Ainda durante o período da troika, uma sentença do Tribunal Administrativo de Círculo de Lisboa, em Julho de 2013, impediu o encerramento da maternidade Alfredo da Costa. O Ministério da Saúde contestou a decisão, alegando que a deslocação dos serviços para o Hospital da Estefânia tinha sido “devidamente fundamentada do ponto de vista técnico, clínico, humano e também financeiro, perante a necessidade de garantir a melhor gestão dos recursos disponíveis e a sustentabilidade do Serviço Nacional de Saúde, em particular na área da Grande Lisboa e nos cuidados materno-infantis”. De facto, sabemos que existe em Lisboa um excesso de instalações hospitalares e que a sua fusão é uma condição necessária para termos mais eficiência e mais qualidade dos serviços de saúde. Esta é uma reforma que continua adiada.

Um exemplo recente de interferências na ação executiva do Governo foi a anulação pela Assembleia da República, no contexto da aprovação na especialidade do Orçamento do Estado para 2020, da chamada linha circular do Metro de Lisboa. Independentemente dos méritos técnicos da decisão, este é mais um exemplo de como um sistema de freios e contrapesos pode resultar em impasses na acção executiva dos governos.

Na verdade, estes vários exemplos de freios, previstos pela lei, fazem parte do normal funcionamento da democracia. Porém, servem, ao mesmo tempo, para ilustrar as dificuldades que podem causar na execução de um programa orçamental, na realização de reformas ou de investimentos.

A falta de capacidade para resolver problemas concretos das sociedades e das economias é hoje uma das causas do descontentamento das populações em relação aos seus governantes. O surgimento de tensões iliberais e de populismos são sintomas desse descontentamento. Assim, é urgente reflectir sobre o campo de acção dos diferentes poderes, de forma a tornar a acção governativa mais eficiente e eficaz.

Todavia, não me parece que sejam estes os problemas ou questões que inquietam o ministro Pedro Nuno Santos. A sua proposta de mudança da lei é apenas um expediente para ultrapassar falhas da governação. Neste caso, falhas na implementação de um projecto de investimento.
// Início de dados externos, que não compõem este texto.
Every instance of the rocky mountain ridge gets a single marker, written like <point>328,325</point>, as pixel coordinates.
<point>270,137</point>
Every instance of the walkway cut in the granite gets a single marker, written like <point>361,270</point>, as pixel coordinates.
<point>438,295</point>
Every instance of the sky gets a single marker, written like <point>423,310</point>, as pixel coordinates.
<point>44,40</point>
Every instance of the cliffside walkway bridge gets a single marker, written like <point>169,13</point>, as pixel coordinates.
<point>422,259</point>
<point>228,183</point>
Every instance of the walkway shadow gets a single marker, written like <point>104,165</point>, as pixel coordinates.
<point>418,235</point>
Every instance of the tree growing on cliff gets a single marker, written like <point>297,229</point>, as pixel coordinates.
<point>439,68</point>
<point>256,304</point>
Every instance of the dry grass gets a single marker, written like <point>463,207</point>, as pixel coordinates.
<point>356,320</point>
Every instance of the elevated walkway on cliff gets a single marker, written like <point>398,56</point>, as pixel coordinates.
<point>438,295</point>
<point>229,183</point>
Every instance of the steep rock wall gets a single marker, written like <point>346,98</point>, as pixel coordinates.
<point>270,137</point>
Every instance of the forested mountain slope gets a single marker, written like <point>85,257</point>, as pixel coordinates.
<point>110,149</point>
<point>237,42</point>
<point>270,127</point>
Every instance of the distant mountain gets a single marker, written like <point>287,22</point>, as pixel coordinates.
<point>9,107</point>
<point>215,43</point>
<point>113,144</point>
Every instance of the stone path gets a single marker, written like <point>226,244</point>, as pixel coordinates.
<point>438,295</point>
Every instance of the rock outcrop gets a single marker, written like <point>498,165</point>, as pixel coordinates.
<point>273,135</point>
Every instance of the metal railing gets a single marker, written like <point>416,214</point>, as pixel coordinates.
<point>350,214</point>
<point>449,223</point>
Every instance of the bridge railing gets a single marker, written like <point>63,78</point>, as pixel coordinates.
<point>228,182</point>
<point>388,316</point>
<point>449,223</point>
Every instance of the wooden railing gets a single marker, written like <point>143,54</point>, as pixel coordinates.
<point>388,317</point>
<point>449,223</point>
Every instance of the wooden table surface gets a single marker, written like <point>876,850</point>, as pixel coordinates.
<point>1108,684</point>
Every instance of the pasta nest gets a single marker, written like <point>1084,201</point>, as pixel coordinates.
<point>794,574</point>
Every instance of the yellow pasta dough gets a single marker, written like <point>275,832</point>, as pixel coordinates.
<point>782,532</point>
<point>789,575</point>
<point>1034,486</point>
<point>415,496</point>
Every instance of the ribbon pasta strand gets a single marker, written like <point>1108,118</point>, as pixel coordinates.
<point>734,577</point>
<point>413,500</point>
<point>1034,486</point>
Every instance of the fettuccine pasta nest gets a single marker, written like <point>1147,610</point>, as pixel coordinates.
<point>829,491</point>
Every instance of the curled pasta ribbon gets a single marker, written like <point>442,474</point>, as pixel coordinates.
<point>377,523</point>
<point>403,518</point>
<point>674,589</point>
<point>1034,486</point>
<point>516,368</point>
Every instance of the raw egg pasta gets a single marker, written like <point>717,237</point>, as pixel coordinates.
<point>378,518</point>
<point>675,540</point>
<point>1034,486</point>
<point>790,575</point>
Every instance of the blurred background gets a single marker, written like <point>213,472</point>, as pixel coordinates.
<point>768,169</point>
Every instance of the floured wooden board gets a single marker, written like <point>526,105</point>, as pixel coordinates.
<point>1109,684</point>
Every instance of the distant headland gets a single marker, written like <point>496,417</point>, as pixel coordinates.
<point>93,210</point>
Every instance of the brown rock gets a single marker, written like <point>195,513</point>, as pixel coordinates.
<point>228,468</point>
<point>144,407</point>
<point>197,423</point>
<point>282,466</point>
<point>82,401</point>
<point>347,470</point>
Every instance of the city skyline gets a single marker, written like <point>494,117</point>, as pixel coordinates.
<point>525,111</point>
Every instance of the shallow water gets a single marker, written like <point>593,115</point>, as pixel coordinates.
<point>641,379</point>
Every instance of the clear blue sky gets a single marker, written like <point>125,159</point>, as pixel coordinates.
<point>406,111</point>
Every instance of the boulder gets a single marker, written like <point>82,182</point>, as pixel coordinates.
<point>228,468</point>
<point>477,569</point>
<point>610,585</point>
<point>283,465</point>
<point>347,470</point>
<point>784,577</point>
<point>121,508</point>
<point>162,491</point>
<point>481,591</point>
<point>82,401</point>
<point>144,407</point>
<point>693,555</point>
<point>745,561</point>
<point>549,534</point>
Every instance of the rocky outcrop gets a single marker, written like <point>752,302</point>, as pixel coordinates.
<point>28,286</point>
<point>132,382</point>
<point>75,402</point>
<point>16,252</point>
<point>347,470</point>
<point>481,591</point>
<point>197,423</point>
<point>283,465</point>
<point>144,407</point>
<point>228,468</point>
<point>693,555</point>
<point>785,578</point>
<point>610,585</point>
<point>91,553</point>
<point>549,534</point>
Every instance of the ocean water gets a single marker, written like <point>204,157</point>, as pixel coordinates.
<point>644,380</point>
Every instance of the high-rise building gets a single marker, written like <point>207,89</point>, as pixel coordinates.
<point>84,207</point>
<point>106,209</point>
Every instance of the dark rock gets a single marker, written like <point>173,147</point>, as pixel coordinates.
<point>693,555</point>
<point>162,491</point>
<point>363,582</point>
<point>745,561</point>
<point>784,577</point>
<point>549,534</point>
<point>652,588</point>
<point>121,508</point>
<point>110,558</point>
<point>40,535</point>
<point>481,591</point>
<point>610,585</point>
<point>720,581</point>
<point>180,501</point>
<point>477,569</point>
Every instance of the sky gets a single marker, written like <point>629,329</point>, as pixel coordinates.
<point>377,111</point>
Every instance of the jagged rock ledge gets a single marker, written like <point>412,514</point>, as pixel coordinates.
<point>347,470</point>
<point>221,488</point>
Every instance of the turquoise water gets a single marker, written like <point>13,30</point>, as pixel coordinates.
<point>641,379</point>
Dada a importância do novo aeroporto, não deveria ser difícil conseguir o parecer favorável dos seis municípios em causa. Afinal de contas, esta solução governativa já conseguiu aprovar cinco orçamentos de Estado.

A proposta de alteração da lei pelo ministro Pedro Nuno Santos abre um caminho muito perigoso. Nos últimos anos, têm estado em voga posições autoritárias em países do Leste Europeu, como a Hungria ou a Polónia. Tribunais, bancos centrais ou os media têm visto o seu campo de acção restringido. Em sua defesa, os governos daqueles países invocam as dificuldades que estes poderes independentes causam à ‘boa’ governação.

Em Portugal, com a sua atávica grande centralização do poder, dificilmente se poderão atribuir os impasses na governação ao excesso de freios e de contrapesos. Ao invés, a sensação que muitas vezes temos é que são insuficientes.

Na questão do aeroporto do Montijo, como em muitos outros, trata-se mesmo de fraca governação. Não é um caso de ‘excesso’ de democracia.